Long continues the debate of what impact hospitalists have on inpatient outcomes. This issue has been playing out in the medical literature for 20 years, since the coining of the term in 1997. In the most recent iteration of the debate, a study was recently published in JAMA Internal Medicine entitled “Comparison of Hospital Resource Use and Outcomes Among Hospitalists, Primary Care Physicians, and Other Generalists.”
The study retrospectively evaluated health care resources and outcomes from over a half million Medicare beneficiaries hospitalized in 2013 for 20 common DRGs, by type of physician provider (hospitalist, their primary care physician, or other generalist). The study found that non-hospitalists used more consultations and had longer lengths of stays compared to hospitalists. In addition, relative to hospitalists, PCPs were more likely to discharge patients to home, had similar readmission rates, and lower 30-day mortality rates; but generalists were less likely to discharge patients home, had higher readmission rates, and higher mortality rates).
This study makes a compelling argument that longitudinal contact with patients may translate into different care patterns and outcomes (e.g., length of stay, discharge disposition, and even mortality). Importantly, this study was the first to distinguish between PCPs familiar with patients versus generalists without prior familiarity in the outpatient setting. However, the authors do acknowledge that, as with any observational study design, unmeasured confounders could contribute to the results, and they call for further research to understand the mechanisms by which PCPs may achieve better outcomes. Given that this patient population was Medicare (and the average age was 80 years old), it may very well be that having deep historical knowledge of such a patient population is required to produce better outcomes.
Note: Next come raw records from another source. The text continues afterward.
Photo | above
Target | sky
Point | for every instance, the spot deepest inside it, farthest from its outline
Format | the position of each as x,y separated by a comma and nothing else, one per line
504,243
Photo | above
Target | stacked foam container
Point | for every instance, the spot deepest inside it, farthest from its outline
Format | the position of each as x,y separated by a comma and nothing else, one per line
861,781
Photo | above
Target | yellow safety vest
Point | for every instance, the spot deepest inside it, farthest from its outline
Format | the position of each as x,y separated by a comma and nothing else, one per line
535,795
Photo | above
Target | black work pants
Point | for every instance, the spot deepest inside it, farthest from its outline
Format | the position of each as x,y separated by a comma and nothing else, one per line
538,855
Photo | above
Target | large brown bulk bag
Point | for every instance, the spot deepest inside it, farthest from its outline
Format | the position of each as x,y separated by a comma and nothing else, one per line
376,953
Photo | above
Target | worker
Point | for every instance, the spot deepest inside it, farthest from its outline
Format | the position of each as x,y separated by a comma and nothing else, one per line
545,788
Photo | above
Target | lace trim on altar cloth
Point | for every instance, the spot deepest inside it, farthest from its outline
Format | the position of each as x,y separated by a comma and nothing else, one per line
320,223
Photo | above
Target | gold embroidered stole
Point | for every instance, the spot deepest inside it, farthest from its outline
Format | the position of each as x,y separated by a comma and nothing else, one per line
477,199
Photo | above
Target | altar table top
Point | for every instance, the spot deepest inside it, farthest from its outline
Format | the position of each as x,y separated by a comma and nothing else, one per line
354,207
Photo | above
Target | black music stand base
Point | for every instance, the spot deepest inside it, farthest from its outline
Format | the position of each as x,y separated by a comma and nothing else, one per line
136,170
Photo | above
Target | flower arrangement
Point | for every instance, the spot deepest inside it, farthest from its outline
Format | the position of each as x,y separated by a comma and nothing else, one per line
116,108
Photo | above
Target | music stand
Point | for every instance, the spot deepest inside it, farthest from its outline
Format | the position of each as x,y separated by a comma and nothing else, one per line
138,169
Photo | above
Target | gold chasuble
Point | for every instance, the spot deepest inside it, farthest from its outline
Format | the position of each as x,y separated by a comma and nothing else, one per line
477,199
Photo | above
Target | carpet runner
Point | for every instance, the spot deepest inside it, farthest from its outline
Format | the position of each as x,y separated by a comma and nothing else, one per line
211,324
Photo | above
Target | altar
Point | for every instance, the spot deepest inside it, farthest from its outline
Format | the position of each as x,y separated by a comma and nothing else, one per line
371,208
As hospitalists, we need to understand and acknowledge that most of our patients are “brand new” to us, and it is paramount that we use all available resources to gain a deep understanding of the patient in as short a time as possible. For example, ensuring all medical records available are reviewed, at least as much as possible, including a medical list (including a medication reconciliation). Interviewing family members or caregivers is also obviously a “best practice.”
As well, having the insight of the PCP in these patients’ care is unquestionably good for us, for the PCP and for the patient. With good communication processes and an eye for excellence in care transitions, hospitalists can and should achieve the best outcomes for all of their patients. I look forward to more research in this arena, including a better understanding of the mechanisms by which we can all reliably produce excellent outcomes for the patients we serve.